Votre Majesté sera surprise, Madame, que d'après les promesses du Roi, nous ayons été oubliés pendant 15 ans, et que nous ayons éprouvé pendant presque tout ce temps la plus affreuse indigence causée par la retenue d'une partie de la solde de 6 sous par jour que Sa Majesté nous avait accordée, et dont son trésor Royal fait les fonds. Cet état de misère qui a coûté la vie à nombre de nos enfants a duré depuis 1758 jusqu'au premier juillet 1773, qui est l'époque où ayant été tirés du département de la marine nous avons reçu la solde entière, et celle où il plût au feu Roi de décider notre établissement en Poitou.
Plusieurs familles, Madame, formant 1,500 personnes, sont déjà rendues dans cette province, et y travaillent à l'établissement sous la direction de M. de Blossac intendant et de M. le Marquis de Pérusse Descars, sous les yeux duquel nous sommes plus particulièrement. Ces dignes protecteurs que la providence nous a ménagés et qui nous traitent avec tant d'humanité et de bonté nous ont promis d'appuyer nos demandes auprès de votre Majesté, et de lui rendre compte de notre obéissance et de notre attachement le plus respectueux et le plus soumis.
Nous osons donc, Madame, supplier votre majesté de vouloir s'intéresser à la rentrée des retenues faites sur notre solde, de protéger notre établissement, et nous procurer la satisfaction d'y voir réunir ceux de nos frères, cousins et neveux, qui, oubliés encore sur les côtes maritimes, désirent les partager avec nous. Les terrains sont si nombreux dans cette province qu'il ne saurait être difficile de nous y établir tous.
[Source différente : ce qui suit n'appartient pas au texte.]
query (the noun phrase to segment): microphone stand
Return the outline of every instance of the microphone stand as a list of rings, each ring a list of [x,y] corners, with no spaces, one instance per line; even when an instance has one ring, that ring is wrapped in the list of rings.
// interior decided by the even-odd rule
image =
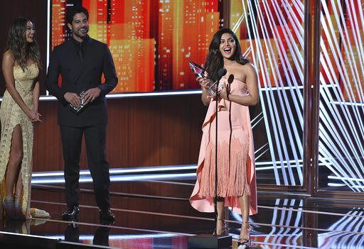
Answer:
[[[220,69],[218,72],[218,81],[216,82],[216,90],[215,92],[216,95],[216,138],[215,138],[215,231],[218,232],[216,224],[218,223],[218,87],[220,79],[226,74],[225,69]],[[230,236],[217,235],[214,234],[200,234],[194,236],[188,237],[188,248],[230,248],[232,245],[232,237]]]
[[[214,204],[215,204],[215,232],[218,233],[218,89],[219,89],[219,83],[220,79],[216,82],[216,116],[215,116],[215,197],[214,197]]]

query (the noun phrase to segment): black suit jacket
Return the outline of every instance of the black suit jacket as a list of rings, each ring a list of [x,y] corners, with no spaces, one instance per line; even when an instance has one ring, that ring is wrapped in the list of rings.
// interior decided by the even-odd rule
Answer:
[[[84,49],[84,60],[76,52],[72,38],[54,48],[50,55],[46,82],[46,89],[58,99],[58,124],[82,127],[107,123],[105,95],[117,84],[114,61],[107,45],[90,37]],[[102,73],[105,82],[101,84]],[[58,77],[62,84],[58,86]],[[87,104],[78,115],[71,111],[64,98],[67,92],[80,94],[99,87],[100,95]]]

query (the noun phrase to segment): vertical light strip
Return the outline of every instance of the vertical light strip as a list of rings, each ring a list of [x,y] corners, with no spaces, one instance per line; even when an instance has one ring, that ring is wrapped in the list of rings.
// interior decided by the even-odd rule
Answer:
[[[50,1],[47,0],[47,65],[46,66],[46,72],[48,72],[48,65],[49,65],[49,51],[50,48],[50,8],[52,8],[52,5],[50,4]],[[46,91],[46,95],[49,95],[48,90]]]
[[[353,192],[364,191],[363,181],[358,180],[364,178],[364,110],[363,105],[354,104],[364,101],[361,1],[345,0],[346,13],[341,1],[331,1],[330,9],[326,1],[321,2],[326,43],[321,43],[321,64],[326,78],[320,76],[319,160],[333,175],[344,178],[343,183]]]
[[[242,0],[254,63],[258,68],[262,85],[267,89],[264,93],[260,91],[259,94],[272,160],[276,161],[275,153],[279,158],[280,167],[273,162],[276,182],[280,184],[280,177],[282,177],[284,185],[294,186],[297,177],[300,184],[303,183],[299,162],[303,155],[303,94],[298,82],[299,80],[303,82],[304,31],[300,20],[303,20],[304,4],[299,1],[292,1],[292,4],[287,0],[282,1],[278,5],[275,1],[269,4],[267,1],[248,1],[249,12],[247,12],[245,1]],[[291,26],[285,17],[288,17]],[[250,34],[250,23],[252,26],[254,39]],[[281,28],[279,31],[278,27]],[[253,41],[256,51],[252,49]],[[274,82],[271,82],[271,79]],[[274,85],[277,87],[273,87]],[[288,91],[285,90],[286,87]],[[294,170],[289,162],[292,157],[296,166]]]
Mais il reste, Madame, une dernière grâce à obtenir de votre Majesté qui, en mettant le comble à nos désirs, attirerait sur notre établissement toutes les bénédictions du ciel. Ce serait qu'en l'honorant de votre royale protection vous vouliez bien permettre qu'il porte votre Auguste nom. Sous de tels auspices et un nom si cher à la France, nous serons assurés de réussir. Les veuves et orphelins, très nombreux parmi nous, vivront heureux sous l'ombre de vos bontés et se joindront à nos voeux pour faire passer à la postérité l'image de notre bonheur et les vertus bienfaisantes de votre Majesté.
[FIN ; non signé, sl, sd, sn, probablement écrit par un "professionnel" (pas de fautes d'orthographe, etc...)]
Notes
DSCN3107.JPG
// date approximative : voir la lettre au duc de Nivernais du 1774-07-03 ; une lettre du 10 juillet de Pérusse au duc de Nivernais précise que les Acadiens "ont écrit [au duc de Nivernais] la semaine dernière pour implorer sa protection auprès de la Reine" [peut-être cette même lettre]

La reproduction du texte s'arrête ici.